The question may seem strange at first but don't be misled. Nobody is questioning whether there's a link between human diseases and genes/alleles. The question is exactly what it seems—how much linkage is there? It's the nature vs nurture question and that's surely an interesting question.

As Couzin writes,
These developments have led to hopes--and some hype--that we are on the verge of an era of personalized medicine, one in which genetic tests will determine disease risks and guide prevention strategies and therapies. But digging up the DNA responsible--if in fact DNA is responsible--and converting that knowledge into gene tests that doctors can use remains a formidable challenge.

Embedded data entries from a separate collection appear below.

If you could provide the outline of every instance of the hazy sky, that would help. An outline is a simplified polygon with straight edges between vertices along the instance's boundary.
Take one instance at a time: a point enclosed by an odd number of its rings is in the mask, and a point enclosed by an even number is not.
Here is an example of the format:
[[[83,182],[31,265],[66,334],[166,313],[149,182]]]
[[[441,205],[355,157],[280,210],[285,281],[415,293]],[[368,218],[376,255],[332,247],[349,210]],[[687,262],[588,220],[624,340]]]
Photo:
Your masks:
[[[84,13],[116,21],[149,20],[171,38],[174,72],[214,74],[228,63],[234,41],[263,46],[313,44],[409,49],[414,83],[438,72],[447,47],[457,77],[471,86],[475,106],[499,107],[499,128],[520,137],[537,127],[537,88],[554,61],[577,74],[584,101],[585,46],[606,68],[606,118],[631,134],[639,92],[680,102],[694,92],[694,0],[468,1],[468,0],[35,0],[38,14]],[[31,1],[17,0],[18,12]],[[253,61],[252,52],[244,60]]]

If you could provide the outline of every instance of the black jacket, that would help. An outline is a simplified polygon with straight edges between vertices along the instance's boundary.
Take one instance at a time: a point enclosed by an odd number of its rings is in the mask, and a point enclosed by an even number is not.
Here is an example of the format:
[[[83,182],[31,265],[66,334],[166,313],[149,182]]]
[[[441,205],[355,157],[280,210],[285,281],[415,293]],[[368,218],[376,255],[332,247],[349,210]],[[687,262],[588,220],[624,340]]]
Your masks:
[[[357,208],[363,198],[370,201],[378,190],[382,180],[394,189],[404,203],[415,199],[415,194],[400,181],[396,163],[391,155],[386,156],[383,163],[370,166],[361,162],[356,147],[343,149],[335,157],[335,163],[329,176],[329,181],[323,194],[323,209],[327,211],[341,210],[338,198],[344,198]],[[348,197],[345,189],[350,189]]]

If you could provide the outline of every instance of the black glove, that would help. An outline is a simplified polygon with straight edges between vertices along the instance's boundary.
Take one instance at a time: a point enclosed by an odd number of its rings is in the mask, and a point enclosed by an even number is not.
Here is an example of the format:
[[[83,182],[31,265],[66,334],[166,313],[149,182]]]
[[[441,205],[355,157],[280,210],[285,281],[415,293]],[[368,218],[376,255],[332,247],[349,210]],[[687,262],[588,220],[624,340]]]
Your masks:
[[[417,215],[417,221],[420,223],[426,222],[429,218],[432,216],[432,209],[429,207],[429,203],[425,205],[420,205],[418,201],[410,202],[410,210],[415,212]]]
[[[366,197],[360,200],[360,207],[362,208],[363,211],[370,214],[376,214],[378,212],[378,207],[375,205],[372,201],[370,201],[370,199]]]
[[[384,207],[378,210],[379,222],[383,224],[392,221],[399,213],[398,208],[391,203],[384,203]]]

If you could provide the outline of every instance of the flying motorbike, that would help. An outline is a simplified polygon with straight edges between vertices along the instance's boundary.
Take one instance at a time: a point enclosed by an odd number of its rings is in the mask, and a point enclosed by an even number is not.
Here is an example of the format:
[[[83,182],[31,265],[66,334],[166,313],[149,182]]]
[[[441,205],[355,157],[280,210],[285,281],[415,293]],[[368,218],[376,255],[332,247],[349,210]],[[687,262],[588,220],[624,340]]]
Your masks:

Many conditions, including various cancers, heart attacks, lupus, and depression, likely arise when a particular mix of genes collides with something in the environment, such as nicotine or a fatty diet. These multigene interactions are subtler and knottier than the single gene drivers of diseases such as hemophilia and cystic fibrosis; spotting them calls for statistical inspiration and rigorous experiments repeated again and again to guard against introducing unproven gene tests into the clinic. And determining treatment strategies will be no less complex: Last summer, for example, a team of scientists linked 124 different genes to resistance to four leukemia drugs.

But identifying gene networks like these is only the beginning. One of the toughest tasks is replicating these studies--an especially difficult proposition in diseases that are not overwhelmingly heritable, such as asthma, or ones that affect fairly small patient cohorts, such as certain childhood cancers. Many clinical trials do not routinely collect DNA from volunteers, making it sometimes difficult for scientists to correlate disease or drug response with genes. Gene microarrays, which measure expression of dozens of genes at once, can be fickle and supply inconsistent results. Gene studies can also be prohibitively costly.
I like the sound of this. It shows that she's skeptical of the exaggerations in the scientific literature and that's good. It's what a science writer should be doing.

The problem is, this isn't one of the top 25 mysteries in science by any stretch of the imagination. We don't know the answer but that's because we don't yet have enough data. I don't think there's any profound scientific problem here. Some links between genes and disease are very clear [e.g., Glycogen Storage Diseases] and some will be more difficult to work out. Some diseases may not have a genetic component at all.

It's good to be skeptical about the rhetoric that comes out of the medical literature but the top questions in science should not be about medicine of technology and they should not be about things where we're just waiting for more data.